Even if the experts are right about the cooling of the housing market, home prices are still too high for many. But if you’re a professional public servant, the US Department of Housing and Urban Development (HUD) may have a house you can afford.
Under HUD’s Good Neighbor Program, homes in areas needing economic and community development are offered at discounts to qualifying firefighters, emergency medical technicians, police officers and teachers.
The idea: When professional public personnel move into these “revitalization areas”, communities will be stronger and public safety will be improved.
Good Neighbor homes can be found across the US. They’re sold exclusively over the Internet, and you can place your bid through a real estate broker or directly with HUD. You’re required to bid the amount of the list price, but if your bid is selected, you can buy the property at a discount of up to 50%. Local and state governments may offer additional incentives.
There are some restrictions you should be aware of. For instance, you must work full-time in one of the professions mentioned above to participate in the program, and you can’t own another home at the same time that you’re purchasing your HUD home.
You’ll also have to live in the house for three years. Failure to do so means you’ll forfeit a portion of the discount.

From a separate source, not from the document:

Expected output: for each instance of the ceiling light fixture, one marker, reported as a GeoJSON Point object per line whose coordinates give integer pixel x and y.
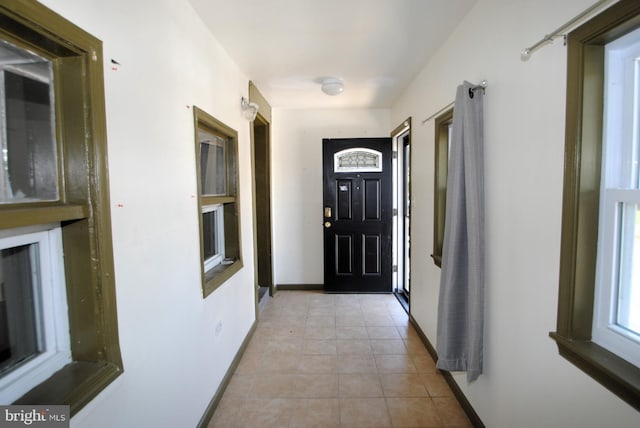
{"type": "Point", "coordinates": [250, 109]}
{"type": "Point", "coordinates": [332, 86]}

To ensure compliance with the three-year-residency restriction, at closing you’ll be required to sign a “silent second” mortgage and note for the difference between the list price and what you actually pay for the house. That amount is known as the discount, and is what you’ll have to pay back if you stop using the house as your principal residence before the three-year requirement is met.
Good news: As long as you continue to meet the eligibility requirements, you won’t have to make payments on the silent second mortgage and note. Additionally, a portion of the discount is forgiven for each year of residency, with full forgiveness after three years.
Financing assistance is also available for Good Neighbor participants. The Federal Housing Administration (FHA) offers an insured mortgage with a low down payment and the ability to finance closing costs. And if the home you’re thinking of buying needs repairs, you may qualify for an FHA mortgage that combines the purchase price and necessary repairs into one loan and one monthly payment.